In anticipation of the opening, the SFMTA has worked with the nearby neighborhoods to develop a plan to discourage people from driving to Chase Center events and to maintain parking availability for nearby residents and businesses during events.  The SFMTA presented these plans to neighborhood associations for their feedback, including the Dogpatch Neighborhood Association (DNA), the Potrero Boosters and the Potrero Dogpatch Merchants Association (PDMA). Based on feedback received at these meetings, the SFMTA prepared a proposal for changes to the hours of parking enforcement and meter rates.

Special event meter pricing and extended Residential Permit Parking (RPP) enforcement hours on streets surrounding Oracle Park (formerly AT&T Park), home of the San Francisco Giants, have proven effective at maintaining parking availability for residents and local business customers.  As you may have experienced during games and other events at Oracle Park, meter rates are $7 per hour during events, while RPP Area Y parking is enforced from 8 am to 10 pm every day.

The SFMTA proposes to implement similar measures on blocks potentially impacted by the new Chase Event Center. The proposed parking changes, which are illustrated in the attached map, include:

  •  Metered parking
    • The metered blocks listed below and shown on the attached map will have:
    • Enforcement until 10 p.m. Mon-Sat
    • Enforcement 4-8pm on Sundays with events
    • $7/hour special event rates starting an hour before events
  • Metered blocks affected:
    • 7th Street between Daggett Street and Hooper Street will be enforced until 10 p.m.
    • Metered blocks in the Dogpatch north of 22nd Street between Indiana and Illinois Streets
    • 16th Street between 7th and Vermont (meters already legislated, to be installed after 22-Fillmore transit improvements are completed)
    • New signs will be posted on special event metered blocks to inform drivers to check the meter for current rates
  • Residential permit parking
    • All Area EE blocks will be enforced Monday through Saturday until 10 p.m.
    • Some Area X blocks (see attached map) east of Wisconsin Street and north of 18th Street enforced Monday through Saturday until 10 p.m.
    • Existing time limits (1-hour or 2-hour, depending on the block) will remain the same
  • General time-limited parking                       
    • The 4-hour general time-limited parking will not change
    • 4-hour general time limits will continue to be enforced between 8 am and 6 pm, Monday through Friday

We want to know what you think.

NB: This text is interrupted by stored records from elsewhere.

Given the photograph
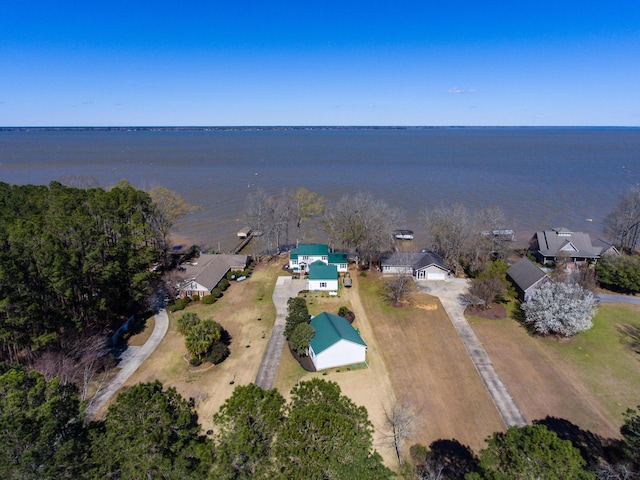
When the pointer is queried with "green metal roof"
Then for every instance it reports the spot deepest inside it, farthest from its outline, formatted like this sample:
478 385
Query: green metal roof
330 329
312 249
321 271
336 258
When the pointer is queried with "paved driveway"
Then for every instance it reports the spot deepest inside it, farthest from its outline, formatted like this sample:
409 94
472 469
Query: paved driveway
286 288
130 360
449 292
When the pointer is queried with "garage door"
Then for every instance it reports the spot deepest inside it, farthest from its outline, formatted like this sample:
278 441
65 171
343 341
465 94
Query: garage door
436 276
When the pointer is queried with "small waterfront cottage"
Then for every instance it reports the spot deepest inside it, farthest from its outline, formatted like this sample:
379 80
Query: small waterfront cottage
307 253
202 275
425 265
336 343
323 276
562 244
526 278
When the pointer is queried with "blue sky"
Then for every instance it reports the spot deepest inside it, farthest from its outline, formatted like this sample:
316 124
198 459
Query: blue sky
182 63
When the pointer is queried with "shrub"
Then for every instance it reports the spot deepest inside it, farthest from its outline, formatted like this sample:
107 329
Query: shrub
218 353
180 304
187 321
301 337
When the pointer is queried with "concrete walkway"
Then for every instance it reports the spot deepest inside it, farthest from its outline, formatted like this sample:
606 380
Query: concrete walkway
130 360
448 292
616 298
286 288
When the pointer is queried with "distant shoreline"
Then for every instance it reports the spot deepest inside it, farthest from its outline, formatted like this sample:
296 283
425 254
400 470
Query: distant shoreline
303 128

Comments on the proposal received prior to February 25th will be considered as we prepare the final proposal.  Please send your comments to pamela.johnson@sfmta.com

In order for the modified hours of enforcement to be in place by the time the Chase Event Center holds its first events, the final proposal would need to be presented at the SFMTA Engineering Public Hearing in March, tentatively scheduled for March 8th at City Hall. (Check the SFMTA website for actual public hearing date).

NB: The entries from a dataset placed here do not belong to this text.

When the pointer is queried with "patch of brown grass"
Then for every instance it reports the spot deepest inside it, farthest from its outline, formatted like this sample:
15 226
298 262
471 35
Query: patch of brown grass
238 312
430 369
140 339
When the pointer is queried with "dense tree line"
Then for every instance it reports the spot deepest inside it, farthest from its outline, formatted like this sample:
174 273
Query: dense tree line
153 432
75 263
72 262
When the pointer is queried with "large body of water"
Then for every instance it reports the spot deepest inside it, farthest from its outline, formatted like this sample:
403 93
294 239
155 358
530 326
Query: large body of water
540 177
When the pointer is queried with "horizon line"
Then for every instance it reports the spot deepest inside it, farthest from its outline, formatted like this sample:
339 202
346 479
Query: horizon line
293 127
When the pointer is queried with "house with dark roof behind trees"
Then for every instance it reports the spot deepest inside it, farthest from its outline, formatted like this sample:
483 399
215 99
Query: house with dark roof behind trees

Depending on the outcome of the public hearing, the SFMTA Board of Directors could consider these changes at an April board meeting.  This will allow new signs to be ordered and installed in August or September.

We will send updates when the Public Hearing and SFMTA Board of Directors meeting dates have been finalized.

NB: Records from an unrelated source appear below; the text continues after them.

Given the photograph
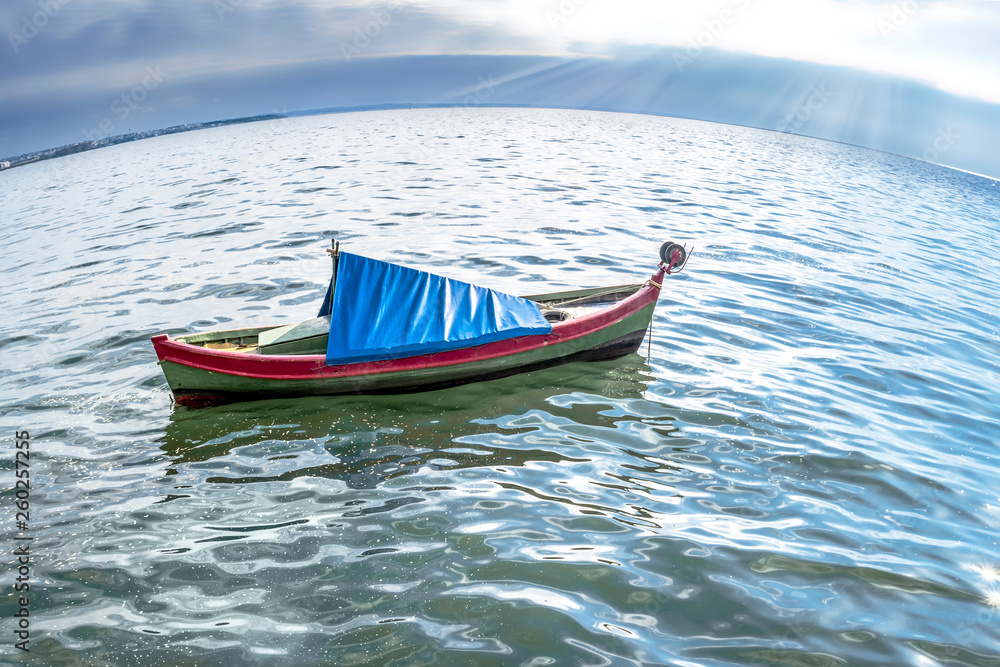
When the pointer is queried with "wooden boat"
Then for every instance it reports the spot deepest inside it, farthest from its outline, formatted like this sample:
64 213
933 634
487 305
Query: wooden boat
307 359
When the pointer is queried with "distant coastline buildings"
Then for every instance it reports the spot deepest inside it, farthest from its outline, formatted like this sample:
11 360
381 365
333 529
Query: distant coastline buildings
79 147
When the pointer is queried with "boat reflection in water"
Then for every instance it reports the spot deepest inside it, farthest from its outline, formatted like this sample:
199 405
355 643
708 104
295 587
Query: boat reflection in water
364 440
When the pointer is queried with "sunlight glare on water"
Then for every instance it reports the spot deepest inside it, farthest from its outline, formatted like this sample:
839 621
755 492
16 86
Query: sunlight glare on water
802 471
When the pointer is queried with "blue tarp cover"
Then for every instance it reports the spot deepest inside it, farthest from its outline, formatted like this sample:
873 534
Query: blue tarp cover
383 311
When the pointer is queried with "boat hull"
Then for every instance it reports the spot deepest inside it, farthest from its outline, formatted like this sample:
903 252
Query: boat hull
196 374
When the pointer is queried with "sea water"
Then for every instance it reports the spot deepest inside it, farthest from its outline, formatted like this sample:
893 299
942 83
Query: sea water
800 468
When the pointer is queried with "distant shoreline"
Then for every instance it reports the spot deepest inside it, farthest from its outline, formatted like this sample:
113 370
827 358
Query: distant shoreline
82 146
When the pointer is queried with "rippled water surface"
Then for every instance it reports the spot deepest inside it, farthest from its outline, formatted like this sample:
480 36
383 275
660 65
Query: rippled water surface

For more information visit: Special event meter pricing.

Map of Proposed Parking Enforcement Changes.jpg

SFMTA extends special event parking for sports fans into more neighborhoods.  SFMTA intends to turn most of Mission Bay, part of Dogpatch, and most of the SE part of Southbeach into event parking for the sports fans.

Let Mat Haney and Shamann Walton know how you feel about this plan. How much should the citizens of SF give up to the wealthy fans of wealthy ball teams and owners? How many ticket holders are going walk a quarter mile to a game, especially through the kind of streets we have in SOMA? Most will park and take an Uber or Lyft to the event. If you can think of an alternate plan, suggest it.